Hey pallies, likes to today's Dino-epistle to all youse Dino-devotees is of the bittersweet kind. It's about loyalty and the lack there of. From the pen of scriber Mr. Bob Styles, staff reporter for Pittsburgh's Trib Live comes sad sad news of the closin' of Cook's Market, a local mom and pop eatery in Greensburg, PA on this very Saturday, November 23. Owned and operated for the past 27 years by Mr. Gary Baum and his family, the closure is due to the poor economy and the declinin' loyality of his customer base.
The reason that ilovedinomartin has picked up this story off the web is 'cause while Baum's customer loyalty has been fallin', his loyalty to our most beloved Dino has remained a constant over his entire 27 years as proprietor of the market. All that Mr. Gary Baum has ever played in his business is Dino-croons. Day in and day out, Gary has paid tribute to our King of Cool for more then a quarter of a century........even keepin' one of those cool life sized Dino-cutouts in his eatery!.

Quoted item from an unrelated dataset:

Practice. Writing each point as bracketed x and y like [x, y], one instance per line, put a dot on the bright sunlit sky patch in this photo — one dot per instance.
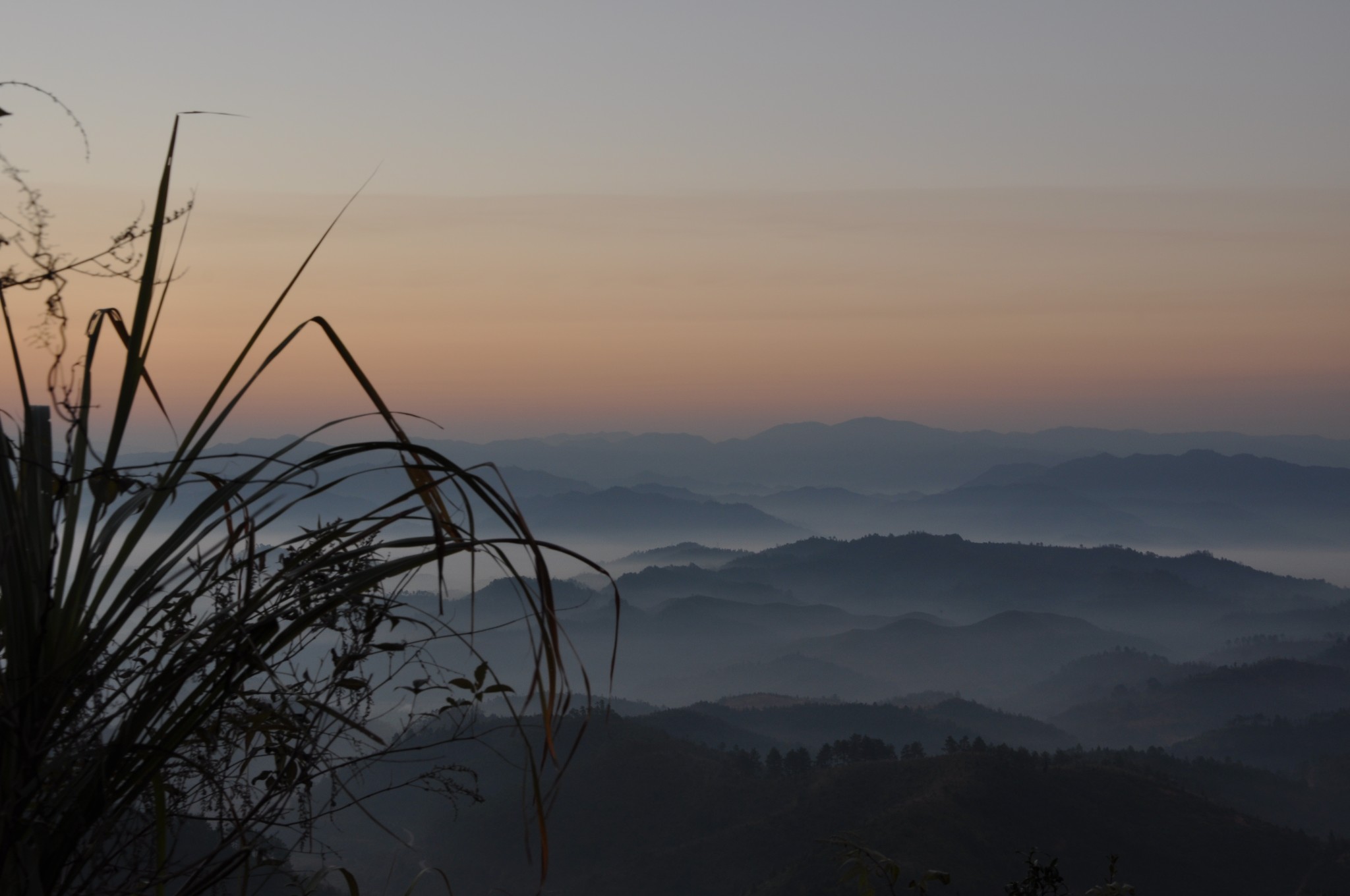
[719, 216]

ilovedinomartin salutes Mr. Gary Baum for such undyin' faithfulness to our Dino....that's the truest of true Dino-loyality. And, likes we express our saddness at the lack of customer loyalty that is closin' his place down. We say our thanks to Mr. Bob Styles and the pallies at Pittsburgh's Trib Live for sharin' this very very touchin' Dino-tale with the world. To read Mr. Gary Baum's story, simply clicks on the tag of this here Dino-gram. Dino-reportin', DMP
Say farewell to Cook's Market
Sean Stipp | Tribune-Review
Gary Baum, owner of Cook’s Market in downtown Greensburg, will close up shop on Saturday, Nov. 23, 2013.
By Bob Stiles
Published: Thursday, Nov. 21, 2013, 12:01 a.m.
Gary Baum expects to have tears in his eyes when he closes the doors at Cook's Market in Greensburg on Saturday.
“I'm sure I will,” Baum said. “It's happened to me already today.”
Baum plans to close the landmark sandwich shop of 27 years for good that day, his business the victim of changing times.
The ready-made sandwiches, soup cookies and Dean Martin music that always was playing in the shop along South Pennsylvania Avenue will all be gone.
“That's all I've played for 27 years — Dean Martin,” said Baum, who placed a life-sized cutout of the crooner in the shop. “I thought they were the most talented group of people there was — the Rat Pack. Dean Martin has always been a favorite. And it's relaxing music.”
Baum said he noticed a decline in customers over the last year or two. He said a struggling economy and changes in people's eating habits are to blame.
“I feel it was the economy, and you don't see people out on the streets at lunch,” he said. “You used to see groups of people at lunch. Now it's only two or three.
“A lot of them have laptop computers, and they don't have to be in the office all the time. They can be on the road,” Baum added.
Operational costs went up, too, he said.
Baum bought Cook's Market from Bill Cook and kept the name. Before that, a butcher shop occupied the narrow space in a row of businesses near the Westmoreland County Courthouse.
“Over the past quarter century, my family and I have continued the tradition of high-quality, personal service unique to the ‘mom and pop' stores many of us grew up with,” Baum said.
Through the years, he formed close ties with the regulars — construction workers, judges and teachers — who strolled in for some chicken noodle soup, an Italian roast beef sandwich or some gobs.
“We've developed a lot of friends and associates,” he said. “I had a guy today so choked up, he said, ‘I'm going to the church to light a candle for the business.' ”
His wife, Elizabeth, helped out. Son Gary, who often worked there, took another job about a year ago, when the future of the sandwich shop was looking bleak.
Baum thanked his loyal customers and said the decision to close was one he pondered for quite a while.
“I thought about it several months,” he said. “I just find it hard, at 61 years of age, to have to be out looking for a job.”